Sermon Titled “Work In Progress” (Ephesians 6:5-9) – Sunday 2nd June, 2014
- Ephesians 6:5-8 5 Slaves, obey your earthly masters with respect and fear, and with sincerity of heart, just as you would obey Christ. 6 Obey them not only to win their favor when their eye is on you, but as slaves of Christ, doing the will of God from your heart. 7 Serve wholeheartedly, as if you were serving the Lord, not people, 8 because you know that the Lord will reward each one for whatever good they do, whether they are slave or free.
In the above verses Paul is speaking to all slaves, but that doesn’t mean that he condoned slavery. In Paul’s day, slavery was a common practice and culturally acceptable. Most slaves entered their masters’ homes either unwillingly, through the spoils of war for example, or voluntarily in order to pay off debts. Paul’s message to them does not imply anything about his views on slavery; he is simply addressing all those who happened to be in the position of having a master.

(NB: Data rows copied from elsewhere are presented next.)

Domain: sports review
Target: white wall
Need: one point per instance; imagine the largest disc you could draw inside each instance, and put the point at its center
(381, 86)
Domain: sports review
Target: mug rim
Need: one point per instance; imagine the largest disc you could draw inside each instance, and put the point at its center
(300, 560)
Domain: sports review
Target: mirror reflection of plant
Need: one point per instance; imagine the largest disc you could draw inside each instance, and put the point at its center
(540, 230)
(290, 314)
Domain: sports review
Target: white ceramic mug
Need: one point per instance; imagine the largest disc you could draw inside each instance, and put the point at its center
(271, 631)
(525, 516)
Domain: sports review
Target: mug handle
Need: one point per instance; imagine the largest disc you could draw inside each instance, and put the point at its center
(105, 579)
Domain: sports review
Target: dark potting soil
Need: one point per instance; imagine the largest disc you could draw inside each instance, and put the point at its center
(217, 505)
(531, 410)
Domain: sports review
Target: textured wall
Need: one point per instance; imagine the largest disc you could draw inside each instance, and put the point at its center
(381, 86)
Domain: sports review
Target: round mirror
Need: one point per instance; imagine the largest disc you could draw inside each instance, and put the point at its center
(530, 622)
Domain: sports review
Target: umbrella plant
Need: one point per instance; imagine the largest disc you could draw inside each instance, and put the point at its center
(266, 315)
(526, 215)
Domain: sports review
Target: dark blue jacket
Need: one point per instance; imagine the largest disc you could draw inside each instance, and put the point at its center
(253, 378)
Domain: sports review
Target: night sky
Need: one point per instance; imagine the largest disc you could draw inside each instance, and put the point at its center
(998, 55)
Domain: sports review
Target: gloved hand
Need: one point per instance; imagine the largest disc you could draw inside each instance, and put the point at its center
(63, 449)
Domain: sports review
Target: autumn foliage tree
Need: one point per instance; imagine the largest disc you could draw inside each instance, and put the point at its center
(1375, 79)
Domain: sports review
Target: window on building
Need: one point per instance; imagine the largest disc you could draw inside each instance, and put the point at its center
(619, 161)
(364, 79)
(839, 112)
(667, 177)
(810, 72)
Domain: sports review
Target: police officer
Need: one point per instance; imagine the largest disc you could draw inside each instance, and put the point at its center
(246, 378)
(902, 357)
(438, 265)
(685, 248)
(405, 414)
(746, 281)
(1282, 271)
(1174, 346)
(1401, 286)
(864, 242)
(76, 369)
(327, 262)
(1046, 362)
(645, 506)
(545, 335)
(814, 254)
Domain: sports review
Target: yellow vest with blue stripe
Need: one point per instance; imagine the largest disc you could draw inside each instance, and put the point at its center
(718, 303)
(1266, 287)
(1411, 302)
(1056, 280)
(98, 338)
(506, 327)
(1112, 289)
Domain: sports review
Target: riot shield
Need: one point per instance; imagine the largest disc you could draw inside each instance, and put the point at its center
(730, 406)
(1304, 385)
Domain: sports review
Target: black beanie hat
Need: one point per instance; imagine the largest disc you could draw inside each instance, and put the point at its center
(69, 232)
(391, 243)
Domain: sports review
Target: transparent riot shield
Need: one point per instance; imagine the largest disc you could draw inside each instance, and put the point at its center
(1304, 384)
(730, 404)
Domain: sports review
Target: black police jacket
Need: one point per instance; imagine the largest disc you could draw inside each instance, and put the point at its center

Fortunately slavery has since been abolished in most developed countries (although human trafficking is a form of modern day slavery that is frighteningly rampant), but for the slaves who lived in Paul’s lifetime, instructions were given specifically to them. Paul wanted them to understand that even though they were subject to the will and authority of their masters, they ultimately served God.
With the absence of slavery in today’s Western world, we might think that Paul’s instructions are no longer relevant, but actually they are just as relevant today as they were back then – only instead of applying them to the slave/master relationship, we can apply them to the employee/employer relationship. Just as slaves were instructed to serve their masters with respect (as if they were serving the Lord Himself), we can choose to do the same for those we work for.
In literal terms, what does it look like to work for others as if we are working for the Lord?
- A Christian worker is called to obedience, and obedience does not allow for laziness. The idea that it’s okay to slacken off when the boss is not looking or is not around, is not okay. 2 Timothy 2:15 says, “Do your best to present yourself to God as one approved, a worker who has no need to be ashamed, rightly handling the word of truth.”
- Some perceive work as drudgery or a punishment, but truthfully it’s a gift from God – it’s part of our purpose in life and a way of finding fulfillment. Whether you work for payment or work voluntarily, it’s what you were created to do. We can therefore work with glad hearts and a joyful disposition because we are working for our heavenly Father who loves us and rewards us (and incidentally, when we consistently work hard without complaining, our attitudes bear witness to our faith and love of God).
- Alternatively, some perceive work as the “be all and end all.” Being a workaholic for the sake of acquiring as much wealth and possessions as possible, is not biblical. Nor is working so hard that it is to the detriment of your health or your family’s well-being. God says that our work should bring glory to Him and neither of these scenarios is going to accomplish that.
There’s one more verse that Paul added regarding the slave/master relationship:
- Ephesians 6:9 9 And masters, treat your slaves in the same way. Do not threaten them, since you know that he who is both their Master and yours is in heaven, and there is no favoritism with him.
If you’re in a leadership position and have people working for you, that doesn’t entitle you to treat your employees with a lack of regard or respect. You may have worked hard to get where you are, and you may feel tempted to assert your authority in order to feel important, but Christ worked hard too and He never sought to make Himself appear superior. On the contrary, Christ preferred to serve rather than be served, and He saw significance in motives, not positions.
The underlying message I believe Paul is conveying in these verses, is that whether we are workers or employers, we are first and foremost Christians. As such we are to conduct ourselves in ways that reflect God’s principles and standards, regardless of how we feel about our jobs or the people we work with. Our work relationships and choices either honor or dishonor God – which do yours do?